On sait en effet maintenant que Pedro portait ce
film en lui depuis de nombreuses années, qu’il
s’inspirait pour une large part de son enfance dans un
collège religieux de la Mancha, de son expérience de
soliste dans une chorale, de ses amitiés, de ses débuts
de réalisateur hype dans le Madrid de la Movida. Autant
d’éléments qui figurent dans La Mala educacion,
et sur lesquels on ne reviendra pas : il s’en est
suffisamment expliqué dans les média, et le film lui-même
est assez explicite.
C’est en tout cas ce qui constitue le premier film
dans le film, un récit largement autobiographique doté
d’une identité visuelle spécifique avec un filmage
aussi nostalgique que douloureux : incroyable séquence
glaçante et paradisiaque sur Moon River, achevée
par un plan aussi évocateur et beau qu’audacieux, que
lui seul sans doute pouvait se permettre ; partie
de football irréelle et fixant un pur moment d'éternité.

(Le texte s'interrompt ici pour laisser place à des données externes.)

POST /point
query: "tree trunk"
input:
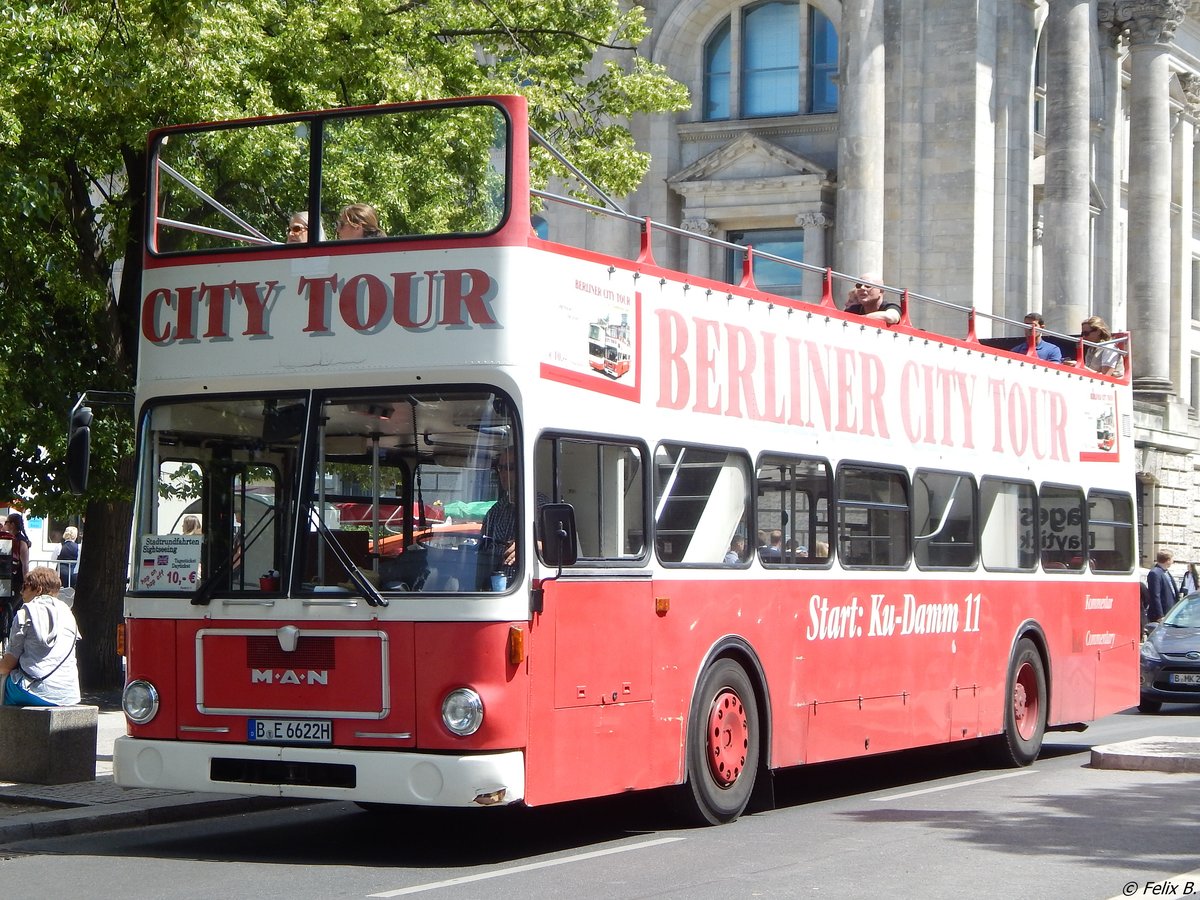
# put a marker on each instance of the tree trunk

Il est également significatif que les seuls moments
comiques (dus à Javier Camara) aient été insérés
dans le récit lu par Enrique (Fele Martinez), séquence
où Almodovar joue à faire du Almodovar
ancienne manière, condensant tout ce que son cinéma a
de plus voyant: sexualité crue et burlesque, drogue,
travestis.
Car loin de céder à la « facilité » de
l’évocation douloureuse et/ou intimiste de ses années
de franquisme (facilité que nous étions de toutes façons
tout prêts à lui concéder…), loin de nous donner le
film que nous attendions peut-être de lui, il déroule
dans la 2ème partie un autre film, « réel »
lui, à la noirceur sans repentir et d’une froideur
nouvelle (pas étonnant de saisir au détour d’un plan
l’affiche de Double Indemnity).
Dans cette 2ème partie, Almodovar
nous rappelle à l’ordre et il faut en quelque sorte
oublier ce qu’il s’est passé (sans pour autant
oublier le passé, qui n’en finit pas de se répercuter
sur le présent) et qu’il ne fallait pas (toujours)

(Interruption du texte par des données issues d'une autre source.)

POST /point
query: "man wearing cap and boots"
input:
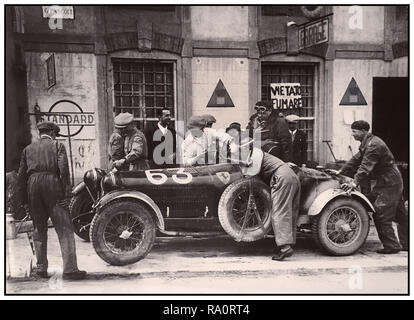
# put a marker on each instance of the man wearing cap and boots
(297, 149)
(374, 161)
(44, 177)
(135, 144)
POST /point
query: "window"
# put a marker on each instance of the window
(143, 88)
(304, 74)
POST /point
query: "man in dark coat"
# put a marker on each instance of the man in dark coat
(374, 161)
(161, 141)
(135, 144)
(44, 176)
(298, 147)
(270, 127)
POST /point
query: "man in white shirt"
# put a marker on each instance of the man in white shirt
(200, 146)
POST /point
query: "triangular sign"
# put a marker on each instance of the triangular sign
(220, 97)
(353, 95)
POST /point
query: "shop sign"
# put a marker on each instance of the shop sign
(286, 95)
(81, 123)
(58, 12)
(313, 33)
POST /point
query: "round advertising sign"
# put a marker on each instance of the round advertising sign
(64, 112)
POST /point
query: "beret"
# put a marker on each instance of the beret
(196, 122)
(209, 118)
(48, 126)
(360, 125)
(234, 125)
(292, 118)
(123, 119)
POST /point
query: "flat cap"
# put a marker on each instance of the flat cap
(196, 122)
(360, 125)
(123, 119)
(209, 118)
(292, 118)
(48, 126)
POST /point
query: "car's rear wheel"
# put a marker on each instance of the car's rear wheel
(245, 210)
(123, 232)
(342, 227)
(81, 213)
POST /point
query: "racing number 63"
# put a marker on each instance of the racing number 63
(159, 178)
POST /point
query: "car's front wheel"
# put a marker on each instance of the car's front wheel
(342, 227)
(245, 210)
(123, 232)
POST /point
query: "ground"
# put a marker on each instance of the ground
(220, 265)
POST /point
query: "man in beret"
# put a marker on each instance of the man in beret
(374, 161)
(270, 127)
(161, 141)
(135, 144)
(199, 147)
(44, 177)
(297, 149)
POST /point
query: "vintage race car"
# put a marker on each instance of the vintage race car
(122, 211)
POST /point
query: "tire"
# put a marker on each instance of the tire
(233, 207)
(79, 204)
(332, 237)
(111, 222)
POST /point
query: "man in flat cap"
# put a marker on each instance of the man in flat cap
(116, 147)
(270, 127)
(199, 147)
(135, 144)
(44, 177)
(297, 149)
(374, 161)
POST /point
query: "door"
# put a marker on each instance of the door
(390, 118)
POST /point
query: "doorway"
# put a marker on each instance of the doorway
(390, 116)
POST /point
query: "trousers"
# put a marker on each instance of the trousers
(285, 196)
(386, 197)
(44, 190)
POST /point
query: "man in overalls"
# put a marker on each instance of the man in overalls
(44, 176)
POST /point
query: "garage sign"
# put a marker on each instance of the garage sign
(286, 95)
(81, 123)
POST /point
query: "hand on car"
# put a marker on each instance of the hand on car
(348, 187)
(332, 171)
(119, 163)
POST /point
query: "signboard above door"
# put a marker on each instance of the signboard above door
(313, 33)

prendre pour argent comptant. Surprise alors, de
constater que le padre Manolo n'est pas ce bel homme ténébreux
et tourmenté, cette figure vampirique sillonnant les
dortoirs du collège catholique: l'image que nous nous
étions forgée de lui ne provenait en effet que la pièce
écrite par Ignacio… De même pour le « vrai »

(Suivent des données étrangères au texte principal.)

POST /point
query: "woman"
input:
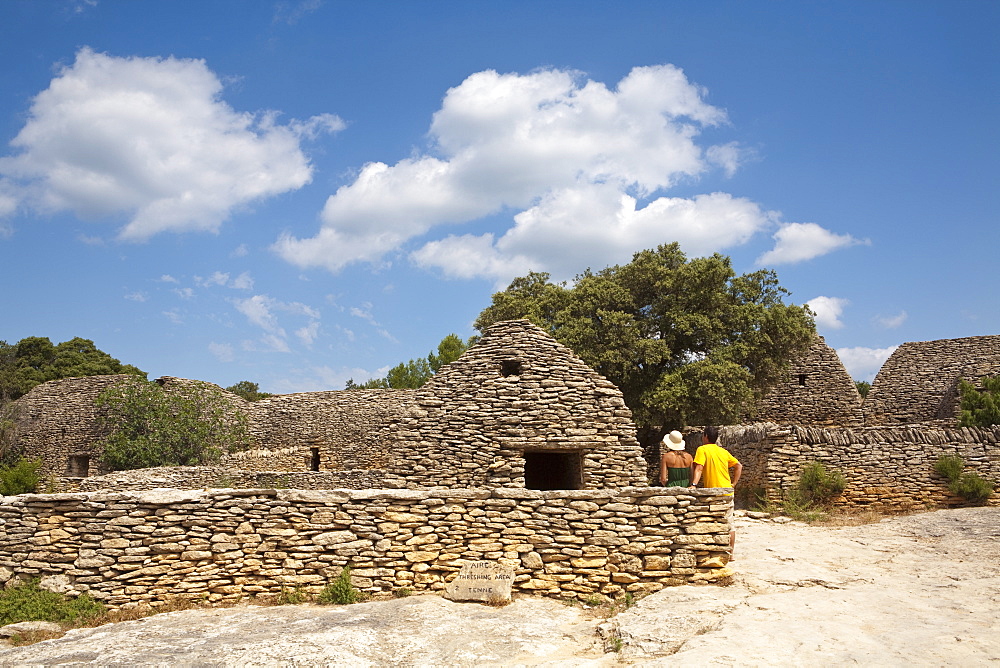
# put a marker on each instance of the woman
(675, 464)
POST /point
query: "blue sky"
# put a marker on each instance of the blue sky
(301, 192)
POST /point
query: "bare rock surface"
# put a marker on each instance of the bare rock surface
(920, 590)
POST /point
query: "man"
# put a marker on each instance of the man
(713, 463)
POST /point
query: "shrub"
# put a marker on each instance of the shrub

Ignacio lui-même (impossible d’en dire plus sans dévoiler
le film…), certes travesti, mais junkie authentique et
pathétique. Il faut alors revenir sur la magnifique scène
du tournage dans le film, pendant laquelle après le
clap de fin de scène, un décor se démonte en quelques
secondes pendant que le personnage interprété par Gael
Garcia Bernal (sublime en « homme fatal »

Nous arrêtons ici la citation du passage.